Para disponer enormes puentes colgantes que entretejan una ciudad de ladrones entre los riscos de un enorme cañón, o para infectar de plagas sin nombre una enorme ciudad desierta que por supuesto tendremos que recorrer. Así, tanto en la forma de grandes mazmorras públicas que enfrentar en compañía rebuscando entre los cadáveres como en la de enormes bazares en los que detenerse a comerciar, echar un sueñecito y quién sabe si comprarse un coqueto adosado, las ciudades vuelven a ser el auténtico alma de la experiencia, el núcleo de muchas mecánicas y la oportunidad de brillar de un equipo de arte que no falla tiros aquí. Y, ante todo, son una recompensa: llegar a una nueva localización, escuchar el efecto de sonido que va ligado a cada descubrimiento y traspasar sus murallas dispuesto a desembalar con cuidado este nuevo regalo sigue activando los mismos resortes de siempre, aunque en esta ocasión el hilo que une todos estos hallazgos sea un poco más endeble que de costumbre.
Porque para descubrir hay que viajar, y para viajar hay que combatir. Y porque, siento decirlo, el combate de The Elder Scrolls Online sigue sufriendo de una falta de contundencia y peso real que irónicamente acaban lastrándolo todo, ahondando aún más en esa sensación de impostura, de falsedad, de que todo es mentira. De que cada estocada y cada conjuro es un mero intercambio de números entre dos marionetas que se deslizan como fantasmas por el terreno, algo que sigue haciéndose extensivo a todas las clases del juego y que no mejora particularmente con la inclusión del nigromante, la otra gran novedad de Elsweyr.

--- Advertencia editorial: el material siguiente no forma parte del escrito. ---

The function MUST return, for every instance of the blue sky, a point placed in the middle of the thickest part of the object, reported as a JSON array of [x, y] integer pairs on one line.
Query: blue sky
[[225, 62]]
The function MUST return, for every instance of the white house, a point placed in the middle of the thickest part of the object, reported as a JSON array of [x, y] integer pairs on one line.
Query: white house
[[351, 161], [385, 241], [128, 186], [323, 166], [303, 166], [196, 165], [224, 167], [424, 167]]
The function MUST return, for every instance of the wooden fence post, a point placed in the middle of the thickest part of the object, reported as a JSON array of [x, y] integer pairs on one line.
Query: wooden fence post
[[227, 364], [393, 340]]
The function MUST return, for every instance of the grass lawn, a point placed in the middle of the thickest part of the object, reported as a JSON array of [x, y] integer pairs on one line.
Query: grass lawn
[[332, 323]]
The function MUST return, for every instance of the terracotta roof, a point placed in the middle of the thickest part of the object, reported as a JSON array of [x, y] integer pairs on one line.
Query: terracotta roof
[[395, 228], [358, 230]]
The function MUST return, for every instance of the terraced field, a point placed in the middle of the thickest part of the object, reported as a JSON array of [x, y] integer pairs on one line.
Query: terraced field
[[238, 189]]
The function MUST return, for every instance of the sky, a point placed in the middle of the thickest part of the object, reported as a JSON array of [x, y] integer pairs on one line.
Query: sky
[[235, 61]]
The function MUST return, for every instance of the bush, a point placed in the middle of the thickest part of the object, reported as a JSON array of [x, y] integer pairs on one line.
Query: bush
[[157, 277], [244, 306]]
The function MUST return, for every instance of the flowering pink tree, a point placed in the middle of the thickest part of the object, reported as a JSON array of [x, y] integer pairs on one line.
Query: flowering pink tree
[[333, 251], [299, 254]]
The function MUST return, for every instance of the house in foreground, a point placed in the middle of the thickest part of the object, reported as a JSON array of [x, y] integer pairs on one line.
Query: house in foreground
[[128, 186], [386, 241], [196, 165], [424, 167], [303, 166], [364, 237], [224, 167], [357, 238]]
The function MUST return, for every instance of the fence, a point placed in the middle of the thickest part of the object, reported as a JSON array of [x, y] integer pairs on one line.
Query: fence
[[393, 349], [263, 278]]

Una nueva rama de especialización, o mejor dicho tres, que concentra bajo los rimbombantes apelativos de Grave Lord, Bone Tyrant y Living Death todo un arsenal de magia prohibida (o al menos tan prohibida como para poder buscarnos problemas si la sacamos a pasear en un sitio civilizado) con efectos de lo más dispar: artes de curación, calaveras venenosas, esqueletos conjurados de ninguna parte que persiguen hasta el fin del mundo a los enemigos... sobre el papel todo suena mejor que bien, pero en cuanto a su aplicación práctica, y pese a la más que evidente utilidad de muchas de las triquiñuelas que aquí se incluyen, todo vuele a reducirse a fuegos de artificio. Los esqueletos se alzan y se evaporan en cuestión de segundos, las calaveras recuerdan a un proyectil de toda la vida, y ni siquiera ese mastodóntico golem que podemos conjurar cuando llenamos cierto medidor arcano consigue transmitir verdadera presencia.
Hay muchos combates, por descontado, pero casi ninguno que deje una huella real, y lo mismo puede decirse de sus diálogos, de sus personajes y de una apuesta por el contenido que tiene unas cifras bien claras en la cabeza y parece dispuesta a alcanzarlas como sea y al precio que sea. Elsweyr es enorme, pero me cuesta definirlo como ambicioso, y volviendo a Skyrim creo que la respuesta no está en la escala, ni en el alcance ni en los centenares de horas que vinieron después. Quizá era tan sencillo como fijarse en aquellos primeros quince minutos.